• @sibachian
    link
    12 years ago

    the main reasons for the move to subscription (by everyone) are as following:

    1. consumer protection laws - laws haven’t caught up, there are none for subscriptions that benefit consumers (can’t get refunded if a company choose not to refund - apple does, though).
    2. finite wallet - every company’s goal is to take a share out of your salary each month, subscriptions guarantee it, and in apples case, that’s a 30% cut. There is more money to be made if you tie your finite wallet up into their ecosystem rather than you splurging on apps when you have extra cash.
    3. skeleton crew - if you tie people up with subscriptions, you don’t have to work on active development and can hire a cheap skeleton crew to maintain the software.

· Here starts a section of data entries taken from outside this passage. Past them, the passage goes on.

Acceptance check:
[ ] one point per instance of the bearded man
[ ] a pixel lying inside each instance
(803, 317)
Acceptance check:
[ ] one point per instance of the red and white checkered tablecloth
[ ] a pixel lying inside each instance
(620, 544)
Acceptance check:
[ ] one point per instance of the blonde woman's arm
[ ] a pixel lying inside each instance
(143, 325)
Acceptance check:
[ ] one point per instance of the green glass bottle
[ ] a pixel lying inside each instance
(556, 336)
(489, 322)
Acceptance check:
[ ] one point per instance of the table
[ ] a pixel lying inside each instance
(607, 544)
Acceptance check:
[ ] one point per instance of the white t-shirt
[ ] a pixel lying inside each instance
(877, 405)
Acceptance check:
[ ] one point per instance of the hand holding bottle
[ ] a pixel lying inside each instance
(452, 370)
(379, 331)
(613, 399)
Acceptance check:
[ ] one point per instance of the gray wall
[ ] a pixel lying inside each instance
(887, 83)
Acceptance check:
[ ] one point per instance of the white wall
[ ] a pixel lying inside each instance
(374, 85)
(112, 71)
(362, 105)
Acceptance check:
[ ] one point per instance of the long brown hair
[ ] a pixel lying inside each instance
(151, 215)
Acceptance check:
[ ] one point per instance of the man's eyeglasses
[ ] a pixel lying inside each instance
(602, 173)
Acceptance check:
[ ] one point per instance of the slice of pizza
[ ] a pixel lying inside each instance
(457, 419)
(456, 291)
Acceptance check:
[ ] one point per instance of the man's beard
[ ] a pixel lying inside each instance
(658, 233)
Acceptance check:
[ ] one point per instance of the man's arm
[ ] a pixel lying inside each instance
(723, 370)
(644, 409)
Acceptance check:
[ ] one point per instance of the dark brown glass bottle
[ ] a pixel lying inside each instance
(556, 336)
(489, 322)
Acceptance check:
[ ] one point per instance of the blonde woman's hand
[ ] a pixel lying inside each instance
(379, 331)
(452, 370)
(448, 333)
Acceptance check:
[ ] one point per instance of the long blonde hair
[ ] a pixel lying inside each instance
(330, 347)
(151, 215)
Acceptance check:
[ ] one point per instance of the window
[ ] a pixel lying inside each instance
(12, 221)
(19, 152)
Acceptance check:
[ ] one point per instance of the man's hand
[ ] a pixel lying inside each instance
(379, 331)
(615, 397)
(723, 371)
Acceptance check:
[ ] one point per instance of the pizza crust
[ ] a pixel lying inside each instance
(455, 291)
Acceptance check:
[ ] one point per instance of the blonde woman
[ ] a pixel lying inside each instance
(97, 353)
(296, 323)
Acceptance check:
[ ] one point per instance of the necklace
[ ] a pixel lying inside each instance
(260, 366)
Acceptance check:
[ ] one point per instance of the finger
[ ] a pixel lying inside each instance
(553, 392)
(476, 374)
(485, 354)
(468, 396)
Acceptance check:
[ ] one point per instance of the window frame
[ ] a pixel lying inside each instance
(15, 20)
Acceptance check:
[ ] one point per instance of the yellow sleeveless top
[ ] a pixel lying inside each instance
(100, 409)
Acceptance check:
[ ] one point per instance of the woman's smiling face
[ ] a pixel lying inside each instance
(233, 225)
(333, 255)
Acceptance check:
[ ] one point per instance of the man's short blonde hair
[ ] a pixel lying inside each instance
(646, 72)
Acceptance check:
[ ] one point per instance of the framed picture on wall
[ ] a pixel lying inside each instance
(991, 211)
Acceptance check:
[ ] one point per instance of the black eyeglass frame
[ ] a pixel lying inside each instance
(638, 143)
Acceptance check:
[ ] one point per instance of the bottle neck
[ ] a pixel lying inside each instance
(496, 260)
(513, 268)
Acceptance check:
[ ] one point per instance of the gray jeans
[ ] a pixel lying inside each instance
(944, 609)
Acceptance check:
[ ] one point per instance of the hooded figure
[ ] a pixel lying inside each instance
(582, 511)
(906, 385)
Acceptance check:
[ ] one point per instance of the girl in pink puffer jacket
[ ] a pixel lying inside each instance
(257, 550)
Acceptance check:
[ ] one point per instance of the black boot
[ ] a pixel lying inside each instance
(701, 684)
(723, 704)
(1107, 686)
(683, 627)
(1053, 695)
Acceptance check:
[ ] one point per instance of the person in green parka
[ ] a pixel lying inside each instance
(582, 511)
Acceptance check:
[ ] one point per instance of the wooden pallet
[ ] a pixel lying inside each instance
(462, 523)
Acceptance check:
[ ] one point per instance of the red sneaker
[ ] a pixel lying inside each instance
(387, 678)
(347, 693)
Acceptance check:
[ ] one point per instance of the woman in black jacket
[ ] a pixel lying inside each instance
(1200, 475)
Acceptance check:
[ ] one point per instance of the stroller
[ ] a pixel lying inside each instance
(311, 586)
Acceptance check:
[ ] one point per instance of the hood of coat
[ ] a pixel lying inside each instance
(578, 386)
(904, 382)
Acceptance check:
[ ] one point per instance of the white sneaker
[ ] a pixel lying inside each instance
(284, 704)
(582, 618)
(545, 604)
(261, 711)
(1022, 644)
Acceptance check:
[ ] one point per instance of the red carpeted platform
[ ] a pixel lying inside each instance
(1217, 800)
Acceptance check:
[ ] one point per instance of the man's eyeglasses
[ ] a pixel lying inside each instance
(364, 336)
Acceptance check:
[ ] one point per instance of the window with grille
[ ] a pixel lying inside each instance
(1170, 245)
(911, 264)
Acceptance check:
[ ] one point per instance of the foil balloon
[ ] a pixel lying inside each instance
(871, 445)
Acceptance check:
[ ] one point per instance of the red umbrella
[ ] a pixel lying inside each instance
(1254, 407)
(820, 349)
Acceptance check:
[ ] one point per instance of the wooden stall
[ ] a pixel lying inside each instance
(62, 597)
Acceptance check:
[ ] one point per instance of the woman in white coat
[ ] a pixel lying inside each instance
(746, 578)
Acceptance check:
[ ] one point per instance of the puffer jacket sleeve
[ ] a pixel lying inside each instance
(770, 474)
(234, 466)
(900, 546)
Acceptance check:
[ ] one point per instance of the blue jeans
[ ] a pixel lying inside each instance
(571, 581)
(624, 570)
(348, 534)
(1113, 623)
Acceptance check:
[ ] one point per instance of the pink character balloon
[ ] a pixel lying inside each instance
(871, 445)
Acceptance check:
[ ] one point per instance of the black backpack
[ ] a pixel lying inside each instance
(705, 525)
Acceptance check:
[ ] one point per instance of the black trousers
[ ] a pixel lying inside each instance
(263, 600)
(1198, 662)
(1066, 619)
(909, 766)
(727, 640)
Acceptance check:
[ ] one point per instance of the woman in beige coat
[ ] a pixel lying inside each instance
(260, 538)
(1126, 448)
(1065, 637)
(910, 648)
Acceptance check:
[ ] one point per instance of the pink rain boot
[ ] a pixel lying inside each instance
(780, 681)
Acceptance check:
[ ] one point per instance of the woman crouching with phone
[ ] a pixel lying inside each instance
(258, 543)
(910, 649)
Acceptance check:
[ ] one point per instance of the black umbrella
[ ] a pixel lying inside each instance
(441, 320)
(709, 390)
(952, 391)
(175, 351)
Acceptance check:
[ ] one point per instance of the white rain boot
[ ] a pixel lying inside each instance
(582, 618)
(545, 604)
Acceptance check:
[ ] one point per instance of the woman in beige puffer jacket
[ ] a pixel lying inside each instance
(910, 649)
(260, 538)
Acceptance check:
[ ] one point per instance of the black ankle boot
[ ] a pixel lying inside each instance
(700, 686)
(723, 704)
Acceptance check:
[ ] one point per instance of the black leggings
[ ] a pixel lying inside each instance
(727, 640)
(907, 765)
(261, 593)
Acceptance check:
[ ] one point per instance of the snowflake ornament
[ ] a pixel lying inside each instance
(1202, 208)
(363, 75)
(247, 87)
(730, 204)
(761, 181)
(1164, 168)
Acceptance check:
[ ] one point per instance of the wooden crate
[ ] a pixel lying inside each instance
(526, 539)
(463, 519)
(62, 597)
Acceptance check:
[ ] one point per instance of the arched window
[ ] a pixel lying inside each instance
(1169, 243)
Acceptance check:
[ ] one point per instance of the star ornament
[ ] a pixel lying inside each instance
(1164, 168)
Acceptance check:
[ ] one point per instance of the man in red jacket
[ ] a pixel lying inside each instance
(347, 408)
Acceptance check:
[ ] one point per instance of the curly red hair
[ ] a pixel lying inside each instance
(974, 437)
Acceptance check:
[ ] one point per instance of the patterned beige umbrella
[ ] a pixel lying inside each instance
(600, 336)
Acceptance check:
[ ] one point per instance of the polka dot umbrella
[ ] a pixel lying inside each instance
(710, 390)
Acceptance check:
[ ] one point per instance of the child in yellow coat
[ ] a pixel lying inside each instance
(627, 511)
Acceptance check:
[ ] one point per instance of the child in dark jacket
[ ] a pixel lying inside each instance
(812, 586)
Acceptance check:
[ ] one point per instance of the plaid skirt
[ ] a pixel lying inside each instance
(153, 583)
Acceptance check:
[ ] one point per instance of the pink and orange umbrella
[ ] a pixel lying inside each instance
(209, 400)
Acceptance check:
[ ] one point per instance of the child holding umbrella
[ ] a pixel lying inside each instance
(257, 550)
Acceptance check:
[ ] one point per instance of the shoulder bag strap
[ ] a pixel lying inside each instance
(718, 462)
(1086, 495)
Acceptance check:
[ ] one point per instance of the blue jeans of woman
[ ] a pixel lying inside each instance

    but yes, i’m well aware that they operate on walled garden principle. who isn’t? but that’s literally capitalism, exercised by a capitalist company. right to repair is the exact same principle. while i disagree with both practices, they aren’t unethical, they are required by the concept of capitalism. it’s literally playing by the rules of capitalism. beyond these two political moves, which aren’t unethical, just capitalism at work (which could be argued to be unethical - but that’s a different discussion altogether); they do a lot of work on privacy for their platform, work that doesn’t matter, they’d still make billions with or without the gesture. they actively CHOOSE to protect user privacy, for no benefit to themselves and their platform other than looking pretty to consumers, consumers who would buy their stuff regardless of their effort. and hey, are you really going to say it’s a bad thing they’re fucking with both spotify and facebook?

    when did they fuck over independent developers?